Capitolo Bigi. Il tallonatore delle Zebre è un giocatore la cui attitudine si può solo apprezzare. La faccia ce la mette sempre e lo fa in un contesto a dir poco difficile. La domanda è: quanto giova a Bigi essere il capitano dell’Italia? Da quando è lo skipper degli azzurri sembra molto più frenetico, avvezzo agli errori, come se dovesse sbrogliare la matassa a tutti i costi. Pur non conoscendo gli equilibri interni del gruppo di Smith, è abbastanza chiaro che la sua leadership sia un po’ da rivedere.
Conclusioni
Aspettarsi qualcosa di più era difficile. Forse abbiamo buttato alle ortiche il match con la Scozia, mentre erano evitabili, almeno nelle proporzioni, le disfatte di Cardiff e Dublino. Francia e Inghilterra oggi non sono sfide alla nostra portata.

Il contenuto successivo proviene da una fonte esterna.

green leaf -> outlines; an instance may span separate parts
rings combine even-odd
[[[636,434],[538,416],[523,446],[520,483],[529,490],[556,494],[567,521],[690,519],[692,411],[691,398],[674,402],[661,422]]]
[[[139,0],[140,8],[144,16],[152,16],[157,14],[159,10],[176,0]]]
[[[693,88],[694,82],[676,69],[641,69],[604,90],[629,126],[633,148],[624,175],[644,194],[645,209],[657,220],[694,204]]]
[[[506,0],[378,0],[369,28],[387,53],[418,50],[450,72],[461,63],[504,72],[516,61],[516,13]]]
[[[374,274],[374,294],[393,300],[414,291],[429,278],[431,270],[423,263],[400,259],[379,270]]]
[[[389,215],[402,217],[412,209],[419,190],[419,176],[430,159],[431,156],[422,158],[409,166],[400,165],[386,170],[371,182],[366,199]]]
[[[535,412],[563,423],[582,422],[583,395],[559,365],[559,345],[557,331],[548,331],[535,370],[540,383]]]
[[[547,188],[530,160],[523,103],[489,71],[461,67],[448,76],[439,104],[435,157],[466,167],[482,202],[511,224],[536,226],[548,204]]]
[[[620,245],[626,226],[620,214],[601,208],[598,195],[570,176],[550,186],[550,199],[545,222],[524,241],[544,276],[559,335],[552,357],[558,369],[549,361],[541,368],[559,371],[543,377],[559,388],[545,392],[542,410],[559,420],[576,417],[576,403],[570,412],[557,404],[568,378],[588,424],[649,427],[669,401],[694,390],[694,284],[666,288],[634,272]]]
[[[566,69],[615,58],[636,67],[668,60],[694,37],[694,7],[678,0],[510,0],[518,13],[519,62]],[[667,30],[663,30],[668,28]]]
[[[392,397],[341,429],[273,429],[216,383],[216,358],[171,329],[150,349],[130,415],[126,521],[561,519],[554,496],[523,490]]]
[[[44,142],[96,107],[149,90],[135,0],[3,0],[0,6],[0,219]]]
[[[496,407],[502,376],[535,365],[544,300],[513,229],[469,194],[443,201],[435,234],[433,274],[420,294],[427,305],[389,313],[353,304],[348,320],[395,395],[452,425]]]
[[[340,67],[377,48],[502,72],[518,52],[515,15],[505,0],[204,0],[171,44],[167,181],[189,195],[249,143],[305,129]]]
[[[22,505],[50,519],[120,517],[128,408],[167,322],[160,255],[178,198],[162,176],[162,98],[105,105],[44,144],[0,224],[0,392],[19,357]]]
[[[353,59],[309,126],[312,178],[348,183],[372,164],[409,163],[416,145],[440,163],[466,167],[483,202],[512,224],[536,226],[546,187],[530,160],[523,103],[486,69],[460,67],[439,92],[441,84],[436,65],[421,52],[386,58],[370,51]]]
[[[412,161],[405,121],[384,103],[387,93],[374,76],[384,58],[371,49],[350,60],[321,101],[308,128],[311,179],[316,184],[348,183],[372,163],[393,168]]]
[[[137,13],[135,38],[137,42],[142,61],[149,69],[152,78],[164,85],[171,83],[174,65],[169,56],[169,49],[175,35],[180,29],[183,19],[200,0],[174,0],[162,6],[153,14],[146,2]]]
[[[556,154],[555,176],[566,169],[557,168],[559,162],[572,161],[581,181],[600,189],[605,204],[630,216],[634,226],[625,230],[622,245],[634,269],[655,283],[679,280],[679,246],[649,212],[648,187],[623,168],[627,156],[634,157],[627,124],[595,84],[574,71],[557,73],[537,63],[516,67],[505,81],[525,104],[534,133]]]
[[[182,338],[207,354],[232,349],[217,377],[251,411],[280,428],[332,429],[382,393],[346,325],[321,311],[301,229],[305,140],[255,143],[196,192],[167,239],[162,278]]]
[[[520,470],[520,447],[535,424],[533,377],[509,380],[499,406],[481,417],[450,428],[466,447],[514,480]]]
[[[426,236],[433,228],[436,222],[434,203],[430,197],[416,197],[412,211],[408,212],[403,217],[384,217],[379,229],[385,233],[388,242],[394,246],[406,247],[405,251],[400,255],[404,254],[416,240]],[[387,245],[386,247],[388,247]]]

Giusto per comprendere lo stato di forma del blocco azzurro in Pro 14, nei primi tre turni del campionato 2020/21 le nostre due franchigie hanno rimediato 6 sconfitte. Senza contare il campionato scorso, che é stato interrotto nel momento in cui sia Benetton che Zebre non erano esattamente in procinto di conquistare i play off. Mentre ci interroghiamo su come ottimizzare le risorse tecniche in ottica nazionale, forse è più semplice constatare che queste risorse per il momento non le abbiamo.
I giocatori azzurri potenzialmente più pericolosi, i più riconosciuti all’estero, sono Polledri e Minozzi. Entrambi giocano in Inghilterra, cioè in un campionato dove ogni week end devi sputare sangue anche solo per conquistare la maglia da titolare.
La competizione interna del gruppo Italia rimane un enigma insoluto. Il numero complessivo di giocatori di qualità non sembra ancora sufficiente per un miglioramento tangibile delle prestazioni.
In ogni caso, se i giovani di belle speranze ci sono, non è forse arrivato il momento di mettere in discussione la simmetria perfetta tra franchigie e nazionale per lasciare che i nostri talenti migliori vadano a misurarsi con i più alti palcoscenici europei?